What’s up with obnoxiously loud TV shows and commercials?
Just when I get the TV volume adjusted to the optimum level, a commercial comes on and rattles the house like a sonic boom. Who's the Einstein who decided I should listen to commercials at a level loud enough to rupture my eardrums?
For as long as I can remember, home theater has had the same problem, namely, while the parts of a movie or TV show full of explosions are loud enough to strip varnish off a coffee table, dialogue at the same volume is barely comprehensible because it's too damn quiet. Thus you either have to constantly adjust the volume or resign yourself to the possibility of permanent ear damage every time you watch an action movie. What’s the deal?
Several audio techniques are at work here, two of which, interestingly, work in opposite ways. But the motive is the same: noise sells.
Viewers have complained about loud TV commercials since the 1950s but advertisers paid no heed, figuring people couldn’t ignore your message if you screamed it in their ears. In the 1960s the FCC began warning broadcasters to lower the volume but made no serious attempt at regulation, and industry efforts to self-police didn’t accomplish much either.
Things got worse in the era of digital TV, with improved technology greatly increasing the range of discernible sound volume, better known as dynamic range. Eventually Congress stepped in, passing the Commercial Advertisement Loudness Mitigation (CALM) Act in 2010. The law directed the FCC to set advertising loudness standards for broadcasters, cable operators and other video distributors. By December 13, 2012, a commercial’s average sound level must be the same as the average loudness of the surrounding programming. The idea is that once you get the TV volume adjusted to a comfortable level you won’t risk having your eardrums ruptured by a sales pitch.
Human ingenuity being what it is, the new rule may not entirely solve the problem. Imagine a commercial skillfully interweaving tranquil footage of bunnies and butterflies with equal intervals of air raid siren-level noise. On average, the result is 100 percent FCC compliant. Improved TV technology works both ways, however. Check your owner’s manual to see if you have a function called automatic gain control, audio compression, or peak limiting. If you do, and you have the moxie to navigate through the byzantine array of menus and options on the average TV, they’ll enable you to control the peak noise level. My assistants Una and Fierra discovered their five-year-old television had two of the aforementioned options, so there’s a decent chance yours might too.
That brings us to the related problem of loud movies. Increased dynamic range during regular programming was designed to enhance the vividness of the home theatre experience by reproducing the gamut of sounds you experience in real life. Unfortunately for your hearing, the approximation of real life favored by Hollywood tends to fixate on the whispers of the bedroom on the one hand and battling robots on the other.

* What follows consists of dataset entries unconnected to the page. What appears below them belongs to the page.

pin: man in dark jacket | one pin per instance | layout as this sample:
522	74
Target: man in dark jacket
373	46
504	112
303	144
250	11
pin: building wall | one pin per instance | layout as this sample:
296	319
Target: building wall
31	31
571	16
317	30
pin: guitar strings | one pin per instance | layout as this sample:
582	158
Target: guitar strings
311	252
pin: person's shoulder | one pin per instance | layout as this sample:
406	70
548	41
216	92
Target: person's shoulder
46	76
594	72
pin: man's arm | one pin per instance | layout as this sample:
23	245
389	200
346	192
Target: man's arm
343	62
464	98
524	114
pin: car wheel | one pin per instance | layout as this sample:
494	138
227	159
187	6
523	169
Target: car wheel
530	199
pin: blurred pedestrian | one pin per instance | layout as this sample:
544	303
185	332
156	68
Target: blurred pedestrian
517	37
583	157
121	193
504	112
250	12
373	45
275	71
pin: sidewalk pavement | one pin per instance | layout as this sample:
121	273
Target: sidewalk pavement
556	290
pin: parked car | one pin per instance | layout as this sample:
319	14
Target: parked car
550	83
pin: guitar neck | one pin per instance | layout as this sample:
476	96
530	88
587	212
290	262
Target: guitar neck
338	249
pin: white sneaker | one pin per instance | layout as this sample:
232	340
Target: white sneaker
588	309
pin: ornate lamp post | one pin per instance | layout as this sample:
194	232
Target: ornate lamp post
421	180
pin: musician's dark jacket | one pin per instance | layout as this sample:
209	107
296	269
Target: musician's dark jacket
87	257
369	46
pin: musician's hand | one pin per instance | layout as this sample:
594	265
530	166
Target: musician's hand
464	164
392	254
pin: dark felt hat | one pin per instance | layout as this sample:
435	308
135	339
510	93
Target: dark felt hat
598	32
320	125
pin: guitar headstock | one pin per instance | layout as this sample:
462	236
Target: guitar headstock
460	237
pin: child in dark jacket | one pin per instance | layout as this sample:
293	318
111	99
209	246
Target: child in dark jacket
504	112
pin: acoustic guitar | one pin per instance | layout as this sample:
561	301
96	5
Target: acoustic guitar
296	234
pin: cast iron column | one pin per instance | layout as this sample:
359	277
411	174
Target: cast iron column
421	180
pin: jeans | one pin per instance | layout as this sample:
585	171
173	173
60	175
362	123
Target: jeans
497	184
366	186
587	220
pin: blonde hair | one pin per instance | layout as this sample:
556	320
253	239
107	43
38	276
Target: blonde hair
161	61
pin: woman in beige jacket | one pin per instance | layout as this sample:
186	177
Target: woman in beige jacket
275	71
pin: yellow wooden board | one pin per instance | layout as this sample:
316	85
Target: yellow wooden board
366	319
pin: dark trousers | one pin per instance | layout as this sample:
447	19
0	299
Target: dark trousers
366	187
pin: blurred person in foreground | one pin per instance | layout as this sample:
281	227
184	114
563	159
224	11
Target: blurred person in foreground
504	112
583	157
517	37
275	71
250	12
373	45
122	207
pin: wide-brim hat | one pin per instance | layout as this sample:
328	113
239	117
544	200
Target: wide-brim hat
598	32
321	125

Action movies are particularly problematic. Audio researchers found that whereas a typical episode of the sitcom Friends had a nontaxing dynamic range of 6.6 “loudness units,” the 1999 film The Matrix had a range of 25 units. The eruption of noise during The Matrix’s action sequences is part of its charm, of course, but such extreme dynamic range pushes the limits of what even the most sophisticated home system can reproduce, making it virtually impossible to find a comfortable volume level.
Once again, though, technology is your friend. The Dolby 5.1 system, for example, includes a “midnight mode” that compresses the dynamic range, lowering the sound peaks and raising the valleys to make a concussive soundtrack more listenable.
But here’s the surprising part. Where the movie industry uses increased dynamic range to make more noise, the music industry uses dynamic range compression to do the same thing. Dynamic compression is a major weapon in what’s been called the “loudness war,” the steady increase in the volume of rock and pop music. Going back at least to Phil Spector's "wall of sound," music producers and engineers have always been trying to make their records sound bigger and more exciting than the competition's, and one way of getting a song to jump off a jukebox is simply to make the recording itself louder.
Because you can only turn the sound up so far before it becomes distorted, it eventually became standard practice to compress the dynamic range while cranking the gain until the song was uniformly loud — never mind the loss of sound quality. Since the mid-1980s the average loudness of CDs has increased by a factor of 10, a trend if anything exacerbated by the shift to MP3 players. How better to make a track really pop in shuffle mode than to torque its effective volume? Thus the curious paradox: a century of technological progress has culminated in popular recordings with less dynamic range than an Edison phonograph cylinder of 1909.